The famous painting 'The Gleaners' received negative criticism in the mid-19th century. It is now regarded as a masterpiece of French painter Millet.
A rural woman gleaning grain from a cornfield, photographed by ASIAPRESS in South Hwanghae Province in October 2008.

◆ North Korea is like the scene in Millet's famous painting

One of the characteristic works of French painter Millet is a painting depicting peasants bowing down and picking up leftover grain in a barley field after harvest. At first glance, it’s an idyllic pastoral scene, but it also incorporates aspects that allow modern society to imagine how poor the 19th century French peasants must have been.

Walking along the Chinese border with North Korea on autumn mornings, I have witnessed Millet's "gleaning" scenes many times. Across the Yalu River, among the North Korean rice fields, peasants wrapped in aprons bend over with open sacks looking for rice and ears of corn.

"This year is different," said a reporting partner living in the northern area of North Korea by phone at the end of November. Apparently, even urban residents are now going on 'gleaning expeditions' to rural areas. “Every morning, everyone, from the children to the elderly, heads to the rural areas.” This can only be seen as a desperate move by starving urban residents.

Rural women picking up grain from cornfields outside Pyongyang. Photographed by ASIAPRESS in September 2008.

Another reporting partner gave a specific example of urban residents going on ''Gleaning Expeditions' as follows.

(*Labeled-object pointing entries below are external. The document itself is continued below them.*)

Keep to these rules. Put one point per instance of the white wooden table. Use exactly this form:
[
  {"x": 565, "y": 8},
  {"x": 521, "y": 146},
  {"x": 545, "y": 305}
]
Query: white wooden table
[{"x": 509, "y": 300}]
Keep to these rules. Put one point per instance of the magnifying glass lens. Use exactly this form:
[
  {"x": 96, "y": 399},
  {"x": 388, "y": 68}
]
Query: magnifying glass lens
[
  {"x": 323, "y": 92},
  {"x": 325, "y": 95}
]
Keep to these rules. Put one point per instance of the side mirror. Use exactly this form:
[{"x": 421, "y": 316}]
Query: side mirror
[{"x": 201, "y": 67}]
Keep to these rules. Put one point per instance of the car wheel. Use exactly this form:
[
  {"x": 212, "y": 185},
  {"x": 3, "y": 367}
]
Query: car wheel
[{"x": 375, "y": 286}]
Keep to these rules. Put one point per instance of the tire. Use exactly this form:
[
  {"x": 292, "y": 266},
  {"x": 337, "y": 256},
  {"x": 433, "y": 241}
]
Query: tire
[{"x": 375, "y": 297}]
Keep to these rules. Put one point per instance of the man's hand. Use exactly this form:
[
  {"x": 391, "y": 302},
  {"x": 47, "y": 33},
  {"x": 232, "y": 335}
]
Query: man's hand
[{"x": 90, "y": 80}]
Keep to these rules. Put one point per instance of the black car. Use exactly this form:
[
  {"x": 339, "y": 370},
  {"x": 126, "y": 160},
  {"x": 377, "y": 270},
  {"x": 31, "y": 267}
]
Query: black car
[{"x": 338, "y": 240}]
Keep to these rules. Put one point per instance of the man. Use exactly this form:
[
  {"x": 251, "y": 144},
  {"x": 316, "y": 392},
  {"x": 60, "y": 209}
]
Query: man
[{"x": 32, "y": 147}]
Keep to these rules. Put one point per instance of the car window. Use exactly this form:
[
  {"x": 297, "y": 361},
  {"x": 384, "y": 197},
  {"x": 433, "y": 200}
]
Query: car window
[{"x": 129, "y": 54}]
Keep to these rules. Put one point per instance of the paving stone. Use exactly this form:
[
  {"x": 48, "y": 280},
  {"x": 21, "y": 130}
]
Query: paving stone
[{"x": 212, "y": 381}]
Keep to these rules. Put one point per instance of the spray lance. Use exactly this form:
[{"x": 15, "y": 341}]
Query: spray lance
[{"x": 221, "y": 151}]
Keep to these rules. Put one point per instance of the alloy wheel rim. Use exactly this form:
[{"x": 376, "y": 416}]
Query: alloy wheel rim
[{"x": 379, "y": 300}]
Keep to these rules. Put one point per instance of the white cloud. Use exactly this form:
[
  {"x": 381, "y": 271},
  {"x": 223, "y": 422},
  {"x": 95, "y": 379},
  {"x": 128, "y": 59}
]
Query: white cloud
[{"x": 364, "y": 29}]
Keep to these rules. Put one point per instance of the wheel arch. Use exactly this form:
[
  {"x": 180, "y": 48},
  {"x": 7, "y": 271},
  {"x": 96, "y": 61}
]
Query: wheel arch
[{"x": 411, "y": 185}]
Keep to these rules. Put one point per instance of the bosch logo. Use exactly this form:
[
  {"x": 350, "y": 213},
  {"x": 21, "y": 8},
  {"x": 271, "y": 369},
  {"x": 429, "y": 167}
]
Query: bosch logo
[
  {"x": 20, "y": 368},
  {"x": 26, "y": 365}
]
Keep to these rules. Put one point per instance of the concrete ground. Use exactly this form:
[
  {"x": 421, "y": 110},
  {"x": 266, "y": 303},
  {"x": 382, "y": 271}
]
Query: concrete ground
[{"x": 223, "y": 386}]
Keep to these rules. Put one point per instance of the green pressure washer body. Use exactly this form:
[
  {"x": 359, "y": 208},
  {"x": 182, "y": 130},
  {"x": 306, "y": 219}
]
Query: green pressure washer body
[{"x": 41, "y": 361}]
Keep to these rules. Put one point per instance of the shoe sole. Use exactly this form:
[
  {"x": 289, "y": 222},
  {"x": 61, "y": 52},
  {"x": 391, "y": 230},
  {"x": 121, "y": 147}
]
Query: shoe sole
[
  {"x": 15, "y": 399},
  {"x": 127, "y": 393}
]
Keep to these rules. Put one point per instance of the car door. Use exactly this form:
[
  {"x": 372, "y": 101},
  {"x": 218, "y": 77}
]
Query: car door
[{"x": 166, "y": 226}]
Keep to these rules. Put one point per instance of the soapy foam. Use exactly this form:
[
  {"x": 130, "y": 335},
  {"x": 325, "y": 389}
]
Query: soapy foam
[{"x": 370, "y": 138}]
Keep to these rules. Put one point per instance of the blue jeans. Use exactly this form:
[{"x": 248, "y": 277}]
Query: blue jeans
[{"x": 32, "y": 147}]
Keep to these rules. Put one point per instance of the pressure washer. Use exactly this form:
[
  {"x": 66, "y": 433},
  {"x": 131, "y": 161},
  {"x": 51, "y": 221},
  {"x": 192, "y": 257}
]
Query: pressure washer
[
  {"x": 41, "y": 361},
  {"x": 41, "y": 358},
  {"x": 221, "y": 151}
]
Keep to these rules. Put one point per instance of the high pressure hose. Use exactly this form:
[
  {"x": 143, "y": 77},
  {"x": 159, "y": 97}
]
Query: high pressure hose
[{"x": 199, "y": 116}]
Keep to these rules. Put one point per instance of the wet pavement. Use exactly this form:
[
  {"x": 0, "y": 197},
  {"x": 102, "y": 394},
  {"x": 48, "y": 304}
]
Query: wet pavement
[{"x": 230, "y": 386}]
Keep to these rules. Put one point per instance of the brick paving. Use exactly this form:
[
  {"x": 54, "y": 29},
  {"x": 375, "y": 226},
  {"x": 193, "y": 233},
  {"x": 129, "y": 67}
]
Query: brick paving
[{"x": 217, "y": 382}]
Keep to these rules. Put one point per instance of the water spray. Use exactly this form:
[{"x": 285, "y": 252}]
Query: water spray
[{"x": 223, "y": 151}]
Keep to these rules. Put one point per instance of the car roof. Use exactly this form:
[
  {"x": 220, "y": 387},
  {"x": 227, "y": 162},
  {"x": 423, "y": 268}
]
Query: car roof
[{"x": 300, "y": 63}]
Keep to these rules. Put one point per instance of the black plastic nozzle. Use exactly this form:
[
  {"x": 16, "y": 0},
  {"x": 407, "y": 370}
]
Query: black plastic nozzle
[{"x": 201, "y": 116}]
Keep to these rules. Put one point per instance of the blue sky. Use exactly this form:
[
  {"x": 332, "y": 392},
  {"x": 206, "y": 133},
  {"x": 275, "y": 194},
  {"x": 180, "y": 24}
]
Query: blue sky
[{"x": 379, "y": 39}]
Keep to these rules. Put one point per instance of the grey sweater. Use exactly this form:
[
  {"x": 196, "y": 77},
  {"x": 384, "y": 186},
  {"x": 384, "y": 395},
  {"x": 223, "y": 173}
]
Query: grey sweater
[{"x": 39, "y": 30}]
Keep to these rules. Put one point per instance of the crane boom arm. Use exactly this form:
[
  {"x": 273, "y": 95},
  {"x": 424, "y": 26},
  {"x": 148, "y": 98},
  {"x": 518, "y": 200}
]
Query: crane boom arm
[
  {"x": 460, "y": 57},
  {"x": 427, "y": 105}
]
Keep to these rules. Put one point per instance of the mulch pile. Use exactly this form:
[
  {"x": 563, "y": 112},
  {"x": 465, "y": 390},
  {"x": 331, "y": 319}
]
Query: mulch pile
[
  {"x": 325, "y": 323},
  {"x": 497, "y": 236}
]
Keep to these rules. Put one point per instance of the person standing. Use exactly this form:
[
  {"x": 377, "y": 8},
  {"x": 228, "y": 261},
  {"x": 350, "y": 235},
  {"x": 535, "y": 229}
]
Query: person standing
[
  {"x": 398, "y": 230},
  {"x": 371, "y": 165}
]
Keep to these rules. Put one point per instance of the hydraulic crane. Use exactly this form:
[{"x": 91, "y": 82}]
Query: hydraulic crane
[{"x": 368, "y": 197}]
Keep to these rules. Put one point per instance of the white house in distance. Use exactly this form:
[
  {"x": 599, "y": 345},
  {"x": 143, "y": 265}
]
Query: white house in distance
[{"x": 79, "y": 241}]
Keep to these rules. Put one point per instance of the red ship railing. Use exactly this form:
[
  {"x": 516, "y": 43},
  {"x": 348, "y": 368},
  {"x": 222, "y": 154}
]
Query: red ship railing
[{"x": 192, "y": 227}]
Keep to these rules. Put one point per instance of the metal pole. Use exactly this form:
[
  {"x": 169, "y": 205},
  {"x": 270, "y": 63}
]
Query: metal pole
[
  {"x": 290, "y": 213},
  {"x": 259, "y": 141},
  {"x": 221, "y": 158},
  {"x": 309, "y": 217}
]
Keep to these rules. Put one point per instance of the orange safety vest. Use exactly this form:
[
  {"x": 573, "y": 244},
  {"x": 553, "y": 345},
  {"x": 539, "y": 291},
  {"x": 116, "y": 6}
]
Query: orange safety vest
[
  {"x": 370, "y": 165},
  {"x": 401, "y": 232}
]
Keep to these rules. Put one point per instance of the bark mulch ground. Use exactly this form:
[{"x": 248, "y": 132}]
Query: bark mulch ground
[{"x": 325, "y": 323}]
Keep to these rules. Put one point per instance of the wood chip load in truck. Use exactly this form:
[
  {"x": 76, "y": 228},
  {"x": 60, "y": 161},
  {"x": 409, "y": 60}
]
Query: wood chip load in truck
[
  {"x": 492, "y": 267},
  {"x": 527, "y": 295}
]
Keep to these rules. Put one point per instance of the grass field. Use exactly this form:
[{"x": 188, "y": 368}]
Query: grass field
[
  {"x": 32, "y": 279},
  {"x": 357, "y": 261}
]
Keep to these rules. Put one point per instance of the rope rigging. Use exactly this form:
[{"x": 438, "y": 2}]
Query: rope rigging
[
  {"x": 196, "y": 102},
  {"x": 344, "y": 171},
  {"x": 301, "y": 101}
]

“There is a mine worker that I know with a family of three. He has a child in elementary school and his wife sold soju from their home because the mine was closed- however, she had to stop selling due to the strict crackdown. The husband goes to work every day to a job where he doesn't get paid or even given rations and he has nothing to do. So, the wife goes to the nearby farming village every day to gather grain. The family is on the verge of becoming street beggars.”